Many people among our customers in Ashbourne, Ratoath, Meath and surrounding counties have fully adopted the tablet technology in recent years, but due to the fact that they need to create documents they also carry around a laptop. Many tech providers are looking to solve this problem. It will be interesting from the point of PC repairs and PC maintenance to see how durable these devices are.
HP is preparing to introduce its Slatebook x2 in August, a hybrid tablet device that docks onto a detachable keyboard base to appear like a standard laptop. The base houses a built-in mousepad that supports Android gestures such as swipe, pinch and zoom. With its extra battery pack to extend use between charges, the base serves as a counterweight against the heavier tablet screen. The device can essentially be used as a tablet, but with laptop productivity.

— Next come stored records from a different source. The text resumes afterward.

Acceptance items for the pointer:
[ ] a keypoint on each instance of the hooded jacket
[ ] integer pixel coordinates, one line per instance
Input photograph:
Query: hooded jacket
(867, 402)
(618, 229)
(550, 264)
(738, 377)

Like similar Samsung devices, the HP device is another slant on the popular ASUS Transformer pad series. ASUS also offer tablets that dock onto full QWERTY keyboards with SD card slots and USBs, and which greatly extend battery life. Docking on to the base does not impinge on the touchscreen functionality.
Analysts have suggested, however, that Samsung might just be jumping the gun with a conventional clamshell laptop running Android. Samsung are eager to be among the first movers in the Android laptop segment, but Google has been forced to delay release of the next-gen Android 5 operating system. (Android 5 is meant to bridge the gap between phones and laptops.) So Samsung may attempt to run the new laptop on Android 4x Jelly Bean or similar, an OS created to unify tablet and smartphone formats. Critics say the new device might have issues, as the current Android OS is not well supported for laptops.
Another factor is that Google will now have two competing operating systems in the market—Android and the Chrome OS. Will Google allow two competing in-house operating systems to confuse their potential customers, or will they choose to kill off one of them?
Whatever the case, its fans are heralding the day when Android will become the OS of choice for laptops. While online critics and tech writers have mostly come up on Windows or Apple operating systems, a whole new generation of young users have grown up on phones running Android systems. Young business people often carry out a great deal of their transactions on a smartphone or tablet, and when scaling up their business, will look for Android-enabled laptops that sync with their phone.
The Android laptop is coming—it’s just a matter of when. Whether Samsung are striking at the right moment remains to be seen.